Areas in west Fife have been warned to expect flooding on Wednesday with a high tide in mid-afternoon set to cause coastal damage.
Several areas could be hit, including Culross, Longannet and Kincardine.
The Scottish Environment Protection Agency (Sepa) has warned householders and businesses to be on guard with potential flooding hitting low lying properties between 3pm and 3.30pm on Wednesday in Barbara Stocks Lane, West Green, Sandhaven, Low Causeway and Main Street, all Culross, along with Longannet Power Station.
Although Courier Country appeared to escape the ravages of Storm Eleanor on Tuesday evening, many areas experienced a deluge of rain through the day with fog seeping in to some parts of Perth during the evening.
And residents in west Fife have been asked to be “vigilant” with many coastal villages expected to be hit by flooding on Wednesday.
A flood warning on Sepa’s website states: “Between 3pm and 3.30pm on Wednesday, high tide level means flooding is possible from the sea. Flooding is expected along the coastal frontage at Culross, Longannet and Kincardine.
“Areas at risk include low lying properties on Barbara Stocks Lane, West Green, Sandhaven, Low Causeway and Main Street in Culross, along with Longannet Power Station.
“Remain vigilant and remember, it is your responsibility to take actions which help protect yourself and your property. Advice and information is also available through Floodline by phoning 0345 9881188.”
However, despite warnings that the ravages of the latest storm to hit Scotland may cause disruption, Courier Country appeared to escape without any major incidents.
On Tuesday evening, Storm Eleanor hit areas in southern Scotland with severe weather warnings in place through the night and into most of Wednesday.
Weather forecasters claimed a combination of high tides and strong winds would result in large waves and spray in some western coastal areas of the country.
Gusts of up to 80mph were predicted to hit some western coastal areas of Scotland through Tuesday night into Wednesday morning.
Tayside and Fife, along with Central Scotland, were no longer included in the weather warning area after forecasters brought the affected northern boundary southwards.
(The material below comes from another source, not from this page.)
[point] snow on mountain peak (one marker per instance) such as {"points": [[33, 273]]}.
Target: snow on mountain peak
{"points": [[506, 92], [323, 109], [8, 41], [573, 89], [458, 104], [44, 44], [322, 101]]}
The only incident of note took place on an unclassified road from Amulree to Kenmore. Part of this road was closed between the Garrow’s and Tombuie Cottage due to snow and ice and abandoned cars.
Met Office spokesperson Emma Sharples said: “Exposed coasts within the weather warning area could see 60mph to 70mph gusts while they could be close to 80mph in isolated and very exposed areas.
“We will see winds easing down as we go through the day on Wednesday but there will still be some quite gusty winds.”
Weather forecasters have said the unsettled theme will continue this week, with further spells of rain moving across the UK and some snow over high ground in Scotland.
Paul Gundersen, chief forecaster with the Met Office, commented: “Storm Eleanor will bring a very windy spell to the UK on Tuesday night and Wednesday, with gales or severe gales in places. National severe weather warnings have been issued as there is the potential for some travel disruption, and high waves throwing beach material on to sea fronts, roads and coastal properties, along western and southern coasts.”
The weather warnings for Storm Eleanor are expected to run until around 6pm on Wednesday.